PT Dana Syariah Indonesia (DSI), platform peer-to-peer lending berbasis syariah, terlibat dalam krisis keuangan parah dengan dana lender Rp 1,17 triliun tersangkut dalam sistem. Dalam pertemuan dengan Paguyuban Lender DSI pada 3 Desember 2025, manajemen mengungkapkan bahwa perusahaan berjuang dengan masalah mismanajemen keuangan signifikan.
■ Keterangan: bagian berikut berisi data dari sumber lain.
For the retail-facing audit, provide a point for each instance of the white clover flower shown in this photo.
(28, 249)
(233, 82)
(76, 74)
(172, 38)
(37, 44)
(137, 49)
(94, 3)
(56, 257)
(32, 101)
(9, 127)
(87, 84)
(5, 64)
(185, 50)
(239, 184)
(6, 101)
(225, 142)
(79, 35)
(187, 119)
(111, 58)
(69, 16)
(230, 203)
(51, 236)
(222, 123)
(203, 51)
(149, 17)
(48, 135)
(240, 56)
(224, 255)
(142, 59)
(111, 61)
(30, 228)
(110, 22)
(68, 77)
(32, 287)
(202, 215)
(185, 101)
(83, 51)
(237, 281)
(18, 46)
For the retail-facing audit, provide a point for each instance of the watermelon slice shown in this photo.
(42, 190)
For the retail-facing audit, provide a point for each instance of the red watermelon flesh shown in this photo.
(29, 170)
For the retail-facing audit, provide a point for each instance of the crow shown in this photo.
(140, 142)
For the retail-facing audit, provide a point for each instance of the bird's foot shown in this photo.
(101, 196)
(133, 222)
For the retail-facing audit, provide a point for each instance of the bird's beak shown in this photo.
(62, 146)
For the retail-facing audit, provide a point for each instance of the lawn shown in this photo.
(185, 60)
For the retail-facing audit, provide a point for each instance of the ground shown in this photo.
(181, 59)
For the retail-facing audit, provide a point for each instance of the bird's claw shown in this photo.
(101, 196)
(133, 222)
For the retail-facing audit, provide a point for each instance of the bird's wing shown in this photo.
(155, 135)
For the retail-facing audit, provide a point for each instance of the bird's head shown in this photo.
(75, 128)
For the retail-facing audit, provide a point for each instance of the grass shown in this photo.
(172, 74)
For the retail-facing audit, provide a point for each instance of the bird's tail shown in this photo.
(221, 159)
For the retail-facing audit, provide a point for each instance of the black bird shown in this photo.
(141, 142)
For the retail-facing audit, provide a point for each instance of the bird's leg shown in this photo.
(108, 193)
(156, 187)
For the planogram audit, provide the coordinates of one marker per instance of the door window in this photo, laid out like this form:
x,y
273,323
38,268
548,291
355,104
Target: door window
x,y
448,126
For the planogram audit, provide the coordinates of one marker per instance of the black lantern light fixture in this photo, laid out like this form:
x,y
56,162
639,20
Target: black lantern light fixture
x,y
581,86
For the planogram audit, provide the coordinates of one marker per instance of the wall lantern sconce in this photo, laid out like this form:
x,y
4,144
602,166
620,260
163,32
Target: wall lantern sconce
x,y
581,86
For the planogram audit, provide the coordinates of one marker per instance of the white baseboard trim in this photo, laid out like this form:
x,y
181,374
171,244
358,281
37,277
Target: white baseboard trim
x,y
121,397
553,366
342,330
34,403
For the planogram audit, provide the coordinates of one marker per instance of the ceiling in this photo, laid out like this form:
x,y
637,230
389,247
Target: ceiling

Manajemen DSI mengklaim bahwa hanya Rp 3,5 miliar tersisa sebagai dana pemulihan awal untuk dibagikan kepada sekitar 14.000 lender. Ini mewakili tingkat pemulihan 0,3% dari total dana yang tersangkut, menyoroti keparahan krisis keuangan. Manajemen mengungkapkan ketidakpastian tentang keakuratan data lender mereka sendiri, lebih memperumit proses distribusi.
Paguyuban Lender DSI diharapkan akan terus bernegosiasi dengan manajemen DSI untuk mencari resolusi. Badan pengawas mungkin perlu campur tangan untuk mengatasi masalah sistemik yang terungkap oleh kasus ini dan melindungi kepentingan lender yang terkena dampak.